In the context of a database, optimisation refers to the process of the query optimiser selecting an efficient physical execution plan.

SQL is a declarative language, so the actual physical operations selected to fulfil a query are not under the direct control of the person writing the query. The database management system will have the option of a number of semantically equivalent strategies to execute the query. Most database management systems have a query optimiser that generates the set (or a subset) of possible execution plans and selects the best one.

A database query plan consists of a tree structure of operations that process data to produce the final result. For any given query, there may be multiple query plans that are semantically equivalent (i.e. will return the same final result) but vary in their structure and performance. A query plan can also be transformed algorithmically into other semantically equivalent query plans.

For example, a predicate (filter) could be applied at various points in a query. It may be quicker to apply it early, reducing the amount of data to be processed by the rest of a complex query. The query optimiser can apply transformations to push the query predicate down toward the leaves of the plan so it is evaluated earlier, which avoids subsequent operations having to process unnecessary data.
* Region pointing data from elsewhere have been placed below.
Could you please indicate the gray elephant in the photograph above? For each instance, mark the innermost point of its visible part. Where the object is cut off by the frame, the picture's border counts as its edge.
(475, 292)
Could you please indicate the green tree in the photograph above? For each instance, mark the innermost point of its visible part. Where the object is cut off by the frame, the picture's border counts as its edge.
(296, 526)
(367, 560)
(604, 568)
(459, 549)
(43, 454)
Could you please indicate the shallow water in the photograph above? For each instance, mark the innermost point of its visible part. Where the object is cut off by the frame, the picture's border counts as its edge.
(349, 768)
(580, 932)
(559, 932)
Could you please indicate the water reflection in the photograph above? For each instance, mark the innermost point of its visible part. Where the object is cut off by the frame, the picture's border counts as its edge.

Other optimisations possible include generating intermediate results and post-processing them (sometimes known as spool operations), altering the order that tables are joined, and selecting the algorithm used for the join. For example, a hash join is efficient for matching a larger table against a smaller one but has a startup overhead in generating the hash table. A nested loos join is efficient for a query that processes a small amount of data as it has little startup overhead. A merge join processes data sequentially, so it is good for processing multiple large data sets if they can be sorted on the key used for the join.
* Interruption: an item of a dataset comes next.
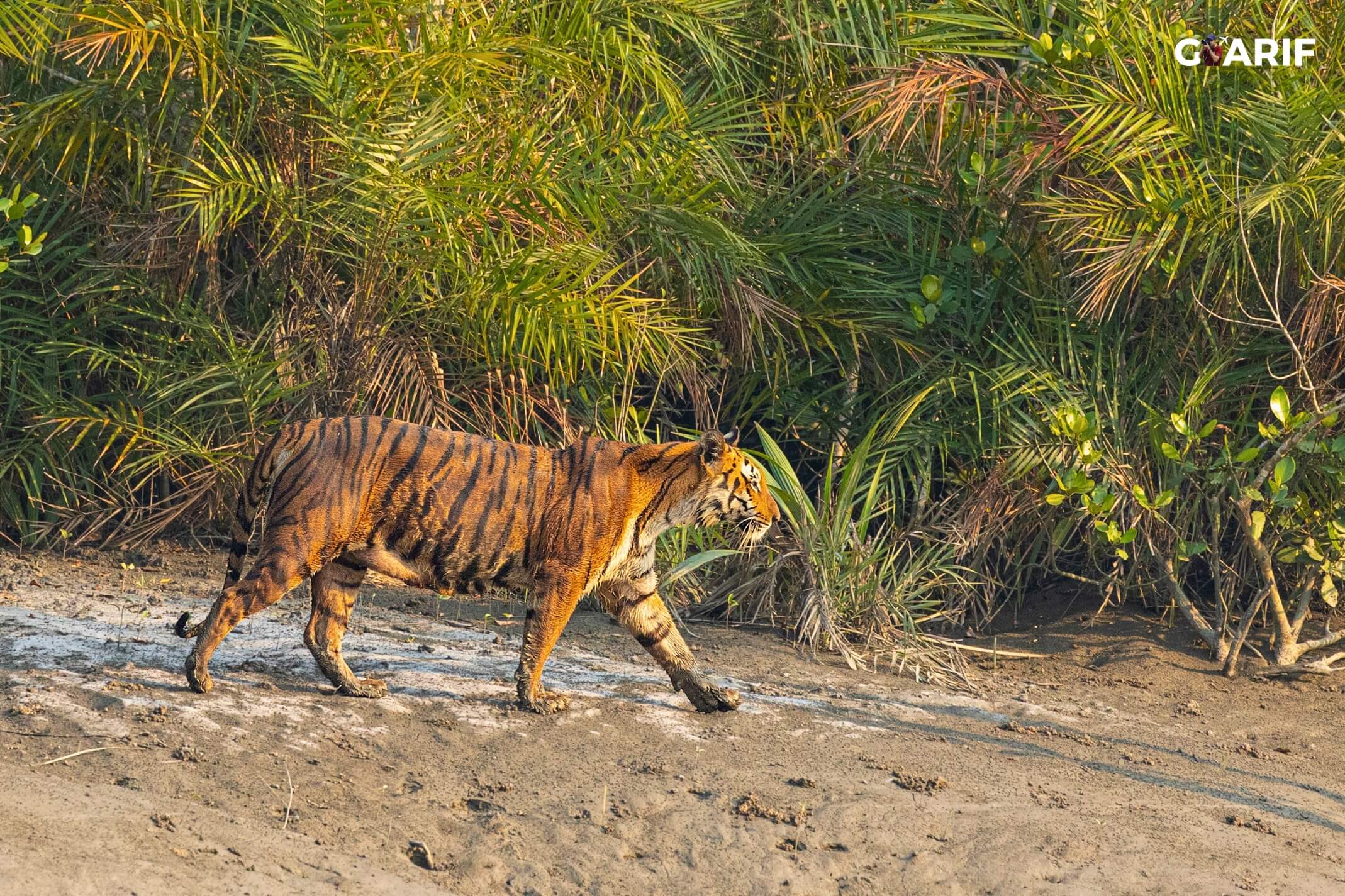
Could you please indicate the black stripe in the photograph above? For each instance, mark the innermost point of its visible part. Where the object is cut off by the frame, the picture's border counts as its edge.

Most DBMS platforms use a technique called 'cost based query optimisation' that works by joining a large number of query plans and using statistics about data volumes and distributions of key values to estimate a cost metric for the candidate plans. The cheapest plan is then selected and executed. Cost based optimisation is heuristic, and for various reasons a cost based optimiser can produce suboptimal plans. This can necessitate tuning work on the database if the suboptimal plans cause performance issues.

Other optimisation strategies include 'rule based', where a set of transformation rules are applied to query plans where specific patterns are found in the query plan. PostgreSQL has an unusual optimiser based on a genetic algorithm that evolves optimal plans by mutating query plans over time and retaining successful mutations.